We define child-replica shirts as the replica versions of a team’s current
shirt at the time of manufacture, that were created for the primary purpose
of selling to children, prior to the manufacture of replica shirts designed
for adult customers. The development of child-replica shirts, which were
typically sold as part of a full replica kit, launched the replica football shirt
industry, and preceded increased commodification in the mid-1970s
through the copyrighting of designs and the licensing of production.
Once established, this industry extended production of contemporary
team kits, especially shirts, into adult sizes, becoming the official ‘all-ages’

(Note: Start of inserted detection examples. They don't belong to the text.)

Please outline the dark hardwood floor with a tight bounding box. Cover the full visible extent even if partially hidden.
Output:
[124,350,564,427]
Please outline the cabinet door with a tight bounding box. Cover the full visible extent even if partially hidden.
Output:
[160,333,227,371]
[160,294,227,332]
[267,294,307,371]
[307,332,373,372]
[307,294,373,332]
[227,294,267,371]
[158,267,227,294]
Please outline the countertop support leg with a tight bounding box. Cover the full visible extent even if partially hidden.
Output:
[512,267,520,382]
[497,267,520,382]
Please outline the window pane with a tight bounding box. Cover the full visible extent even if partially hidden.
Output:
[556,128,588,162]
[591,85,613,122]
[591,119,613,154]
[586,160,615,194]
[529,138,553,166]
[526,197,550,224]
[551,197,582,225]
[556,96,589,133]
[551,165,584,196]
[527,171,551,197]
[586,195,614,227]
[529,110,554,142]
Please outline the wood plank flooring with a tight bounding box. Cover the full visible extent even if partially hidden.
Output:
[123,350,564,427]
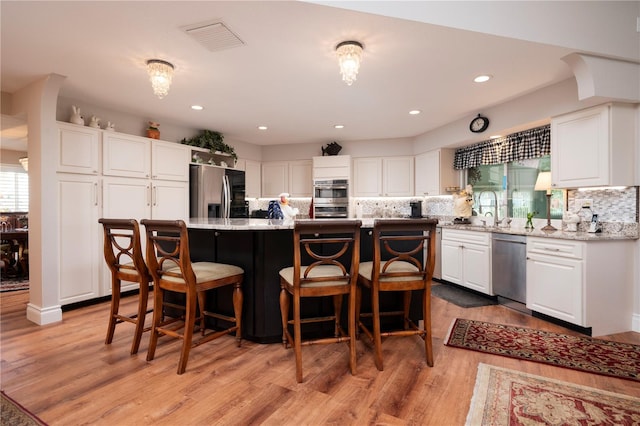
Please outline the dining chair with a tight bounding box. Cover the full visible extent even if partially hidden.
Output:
[142,219,244,374]
[280,219,362,383]
[356,219,438,371]
[98,218,151,355]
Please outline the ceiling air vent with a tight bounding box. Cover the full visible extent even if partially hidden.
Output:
[182,21,244,52]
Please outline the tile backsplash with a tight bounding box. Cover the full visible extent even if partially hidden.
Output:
[249,186,640,233]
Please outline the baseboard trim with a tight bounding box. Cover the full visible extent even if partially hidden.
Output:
[27,303,62,325]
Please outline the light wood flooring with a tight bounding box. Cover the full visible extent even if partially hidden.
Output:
[0,291,640,425]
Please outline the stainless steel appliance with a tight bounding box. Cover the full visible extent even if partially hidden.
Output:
[189,164,249,218]
[491,233,527,304]
[313,179,349,219]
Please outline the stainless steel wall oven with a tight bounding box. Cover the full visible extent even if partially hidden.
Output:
[313,179,349,219]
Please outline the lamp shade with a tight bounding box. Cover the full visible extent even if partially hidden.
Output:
[533,172,551,191]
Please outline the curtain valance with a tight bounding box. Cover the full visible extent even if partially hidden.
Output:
[453,124,551,170]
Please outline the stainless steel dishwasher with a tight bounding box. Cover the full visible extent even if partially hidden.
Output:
[491,233,527,304]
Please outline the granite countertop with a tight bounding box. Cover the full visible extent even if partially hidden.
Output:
[187,218,638,241]
[438,224,638,241]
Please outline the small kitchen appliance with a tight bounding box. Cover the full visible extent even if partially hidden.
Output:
[409,201,422,218]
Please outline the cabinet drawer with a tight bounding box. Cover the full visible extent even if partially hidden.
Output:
[442,229,491,246]
[527,237,584,259]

replica shirt industry that exists today. Thus the child-replica is era-
specific, superseded by the (all-ages) official replica shirt, though this
succession was less a sudden, formal process, and more a gradual
coalescence of customer demand, market and supplier extension and
greater attention to detail regarding the accuracy of replication. Parallel to
the establishment of the replica shirt as a product for adults, a new replica
kit industry emerged, creating and selling football shirts designed to
replicate previous, as opposed to current, shirt designs. These ‘retro-
replica’ shirts form a second arm to the contemporary replica kit industry.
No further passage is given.